Спустя два дня, посвященных телефонным звонкам и посещениям чиновничьих кабинетов в Пушане, Бен направился к строению номер шесть. Было утро пятницы, седьмого декабря. Он попытался повторить свои жизненные цели, но снова не смог сконцентрироваться. Как он мог думать о своем назначении на пост исполнительного директора «Гетца» через три года, если он не знает, будет ли к тому времени освобожден Ли Цюань? И хотя он сказал кое-что Вон Чи, будучи в гневе, это была правда. Его главной целью теперь было то, что питало его мысли и действия и затмило всю его жизнь, -свобода Ли Цюаня.

Бен подъехал к задней части здания, как посоветовал ему чиновник из тюрьмы по телефону. Он нашел три разбитых кирпича рядом с калиткой, обвитой колючей проволокой, поднял их и положил под них конверт с деньгами. Затем проехал через ворота мимо двух часовых, которые чуть заметно кивнули, словно говоря: «Нам сказали, что ты приедешь». Он обошел здание и проследовал к задней его части, направляясь к высокому забору, через который уже дважды разговаривал с Цюанем. Бен наблюдал за заключенным, который собирал заостренной палкой мусор на внутренней территории. Человек подошел ближе к забору, посмотрел на Бена, а затем использовал палку, чтобы нарисовать что-то на земле. Он нарисовал рыбу.

Бен огляделся и увидел тонкую, поломанную ветку. Он подобрал ее, а затем нарисовал свою рыбу, не так отчетливо, как у заключенного. Человек улыбнулся ему с одобрением. Но за ним следом шел худой и высокий надзиратель, вглядывавшийся в землю через плечо заключенного. Бен указал на надзирателя, желая предупредить заключенного, надеясь, что тот сотрет рыбу с земли ногой. Но тот не стал стирать. Надзиратель взял у человека палку и подержал ее. Затем, оглядевшись по сторонам, он приложил палку к земле и нарисовал свою рыбу.
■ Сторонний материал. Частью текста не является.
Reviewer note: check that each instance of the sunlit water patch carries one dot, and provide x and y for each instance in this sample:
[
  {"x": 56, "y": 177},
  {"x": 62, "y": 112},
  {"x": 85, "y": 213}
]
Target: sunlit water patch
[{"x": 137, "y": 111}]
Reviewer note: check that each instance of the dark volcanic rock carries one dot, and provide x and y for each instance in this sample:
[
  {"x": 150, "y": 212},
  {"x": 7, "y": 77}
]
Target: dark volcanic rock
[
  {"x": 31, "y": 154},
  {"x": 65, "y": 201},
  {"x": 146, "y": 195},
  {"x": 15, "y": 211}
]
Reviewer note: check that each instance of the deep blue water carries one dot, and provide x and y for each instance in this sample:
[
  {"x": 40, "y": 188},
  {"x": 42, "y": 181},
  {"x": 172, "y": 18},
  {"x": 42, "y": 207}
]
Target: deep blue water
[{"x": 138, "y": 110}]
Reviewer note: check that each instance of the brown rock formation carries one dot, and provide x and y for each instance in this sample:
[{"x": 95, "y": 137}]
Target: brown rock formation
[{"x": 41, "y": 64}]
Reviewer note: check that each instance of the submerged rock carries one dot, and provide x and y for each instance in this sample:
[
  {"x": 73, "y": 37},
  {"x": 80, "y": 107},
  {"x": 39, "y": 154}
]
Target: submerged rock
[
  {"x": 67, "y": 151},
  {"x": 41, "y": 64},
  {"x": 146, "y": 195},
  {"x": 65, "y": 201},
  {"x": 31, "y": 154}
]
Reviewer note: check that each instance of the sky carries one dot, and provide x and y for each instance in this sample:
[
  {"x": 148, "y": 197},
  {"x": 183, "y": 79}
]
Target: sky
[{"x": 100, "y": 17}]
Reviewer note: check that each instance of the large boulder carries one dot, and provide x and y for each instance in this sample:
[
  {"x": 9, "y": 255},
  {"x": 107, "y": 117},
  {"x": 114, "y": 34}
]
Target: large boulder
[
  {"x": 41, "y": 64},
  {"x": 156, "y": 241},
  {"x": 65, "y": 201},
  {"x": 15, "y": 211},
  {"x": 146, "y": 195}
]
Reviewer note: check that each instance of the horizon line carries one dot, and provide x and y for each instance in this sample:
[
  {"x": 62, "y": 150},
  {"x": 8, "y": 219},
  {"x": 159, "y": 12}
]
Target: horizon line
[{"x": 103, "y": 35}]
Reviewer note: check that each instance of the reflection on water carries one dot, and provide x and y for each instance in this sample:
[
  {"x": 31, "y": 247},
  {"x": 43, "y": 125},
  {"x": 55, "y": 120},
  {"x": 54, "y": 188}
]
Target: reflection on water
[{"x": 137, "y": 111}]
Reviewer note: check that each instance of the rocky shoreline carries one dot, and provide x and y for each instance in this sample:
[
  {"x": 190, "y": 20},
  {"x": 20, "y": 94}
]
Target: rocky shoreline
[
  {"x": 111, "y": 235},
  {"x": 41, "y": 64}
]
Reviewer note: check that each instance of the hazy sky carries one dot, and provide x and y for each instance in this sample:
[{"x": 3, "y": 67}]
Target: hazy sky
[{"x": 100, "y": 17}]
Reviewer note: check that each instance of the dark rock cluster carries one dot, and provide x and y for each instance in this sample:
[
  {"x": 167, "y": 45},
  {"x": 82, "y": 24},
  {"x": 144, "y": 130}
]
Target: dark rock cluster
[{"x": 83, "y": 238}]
Надзиратель направился к зданию с камерами, наклонил голову и исчез за дверью. Через пять минут из этой двери показался Цюань, на этот раз в наручниках.

— Почему на тебя надели наручники?

— Тай Хун приказал, чтобы причинить мне больше неудобства и унизить меня. Но на ночь я их снимаю.

— У тебя есть ключи?

— Нет. Но я нашел твердую проволоку. Ли Цюань умеет обращаться с замками. — Он улыбнулся.

— Ты по-прежнему сидишь в камере?

— В Свое время Господь Иисус освободит меня.

Цюань и Бен оба посмотрели на высокого и худого надзирателя, который мерил шагами землю в десяти футах от них.

— Этот надзиратель — христианин? — спросил Бен.

— Да. Ты откуда знаешь?

— Он нарисовал рыбу на земле.

— Очень хорошо.

— Как он объясняет свою работу здесь в качестве надзирателя?

— Он служит нам изнутри. Прошлой ночью принес мне дополнительную чашку с рисом. Кроме того, он молодой христианин.

— Насколько молодой?

— Он преклонил колени перед Иисусом в камере... всего семь дней назад. А может, шесть или восемь. Мне трудно сориентироваться. Я не был на улице с прошлого твоего посещения. Ты приходил семь дней назад?

— Четыре. Я был здесь в понедельник. Сегодня пятница. Ты говоришь, он стал христианином в камере?

— Да.

— В какой камере?

— В камере Ли Цюаня, помощника слесаря-ключника.

Толстый надзиратель толкнул Цюаня вниз по темным ступенькам, а затем швырнул его скрюченное тело в камеру на нижнем уровне блока. Там не было света. Пол был мокрым, запах — тошнотворным. Цюаня вырвало в грязь вокруг него.

Он ничего не видел и мог только слышать и обонять. Он услышал какой-то шум на полу. Маленькая крыса или большой таракан, догадался он. Когда его глаза немного привыкли к темноте, он стал осваиваться. В камере не было ни постели, ни туалета. Если он захочет спать, ему придется лечь в отходы людей, которые были здесь до него. Он почувствовал, что по его шее и спине стекает что-то теплое. Он дотронулся и понял, что после избиения Тай Хуном его раны до сих пор кровоточат.

В ушах у него звенело, и ему казалось, что они сейчас взорвутся.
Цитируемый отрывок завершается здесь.